La maman écrivait qu’elle ne savait plus « dans quel sens aller ».


Allez dans le sens du sens de l’écrit ! C’est le contenu qui importe, les « paroles », pas la « musique ». Ce n’est pas le son qui donne le sens, c’est le sens qui donne le son. Être lecteur, c’est chercher du sens dans l’écrit, être apprenti lecteur, aussi. Il n’y a pas de phase préalable qui précéderait la prise de sens. Laissez tomber le son des lettres, travaillez sur le sens des mots, des phrases ! Ne lui faites pas « lire » les lettres, les syllabes, les mots isolés ! Ba be bi bo bu, ça n’a pas de sens. D’ailleurs le recours au « code » n’est d’aucun secours pour Ca ce ci co cu, parce que, justement, le sens en est absent. La « compréhension » n’est pas un don que la syllabation fait au déchiffreur. Seul le lecteur saisit tout de suite l’anomalie quand le « code » ne marche pas – il ne marche qu’une fois sur deux –, le déchiffreur n’en sait rien. Pour comprendre l’écrit, il faut y chercher du sens directement, sans détour. Les segments de mots découpés, tronçonnés, hachés, insensés plongent l’enfant dans le désarroi et l’incompréhension. En outre, elles minimisent le poids de l’orthographe en tant qu’indicatrice de sens, quand elles ne vont pas jusqu’à l’ignorer, comme les majuscules en début de phrase, la ponctuation et les accents. C’est ainsi qu’elles forment des déchiffreurs non lecteurs qui ne comprennent pas « ce qu’ils lisent ». Comme ils ont appris à lire avec leurs oreilles, ils n’entendront pas la différence entre boite et boîte, entre voie, voit et voix. Les vrais lecteurs qui ne suivent pas la méthode, qui apprennent à lire en famille sans méthode ou malgré la méthode, lisent du sens et voient l’accent circonflexe ainsi que les lettres « muettes ». Encore faut-il que ces mots soient perçus dans un contexte qui fait sens !

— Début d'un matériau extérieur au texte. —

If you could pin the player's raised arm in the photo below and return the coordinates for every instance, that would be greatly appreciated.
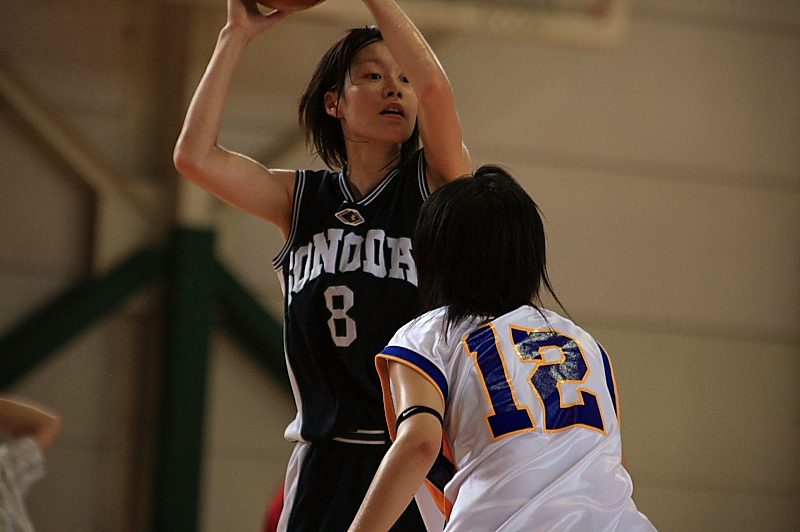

Pour prendre sens, les mots ont besoin de leur contexte, la phrase. Invitez-la à dévorer les phrases des yeux ! Ouvrir les yeux, c’est ouvrir l’esprit. L’écrit n’est pas le support de l’enregis­trement de la parole. L’écrit est le langage-outil de création et de conservation de la pensée et de la langue. La lecture est du registre de l’action, pas du savoir. C’est un savoir-faire qui ne doit pas et ne peut pas être enseigné comme une « matière ». L’école, les « méthodes », les officines du « soin » scolaire, les prescriptions médicales, les mouvements de défense de l’école du passé et les bénévoles sincères de « l’aide aux devoirs », ne sont pas tenus d’appliquer les instructions du ministère. Pourtant, leurs personnels l’enseignent comme un simple réservoir des sons de l’oral. Ils sont libres de leur choix pédagogique, mais l’idéologie les tient par les oreilles pour les soumettre à la théorie dominante de la « voie indirecte » et de la « lecture » du non sens. Vous êtes libre de vos choix éducatifs et didactiques.

 

Mon article « RASED et dys-scolies » s’adresse aux psychologues et rééducateurs des réseaux d’aide, aux enseignants et aux décideurs. Voici un article sur la lecture pour les parents : La maman, la lettre et l’enfant.

De nombreux conseils dans les brochures pédagogiques publiées par l’Association Française pour la Lecture, 65 rue des Cités, 93300 Aubervilliers, tél. 01.48.11.02.30.

Suggestion : imprimez ma réponse et gardez-la à portée de main quand vous lisez avec elle.

Bon courage, je reste à votre disposition. Dites-moi ce qui a marché et ce qui n’a pas marché.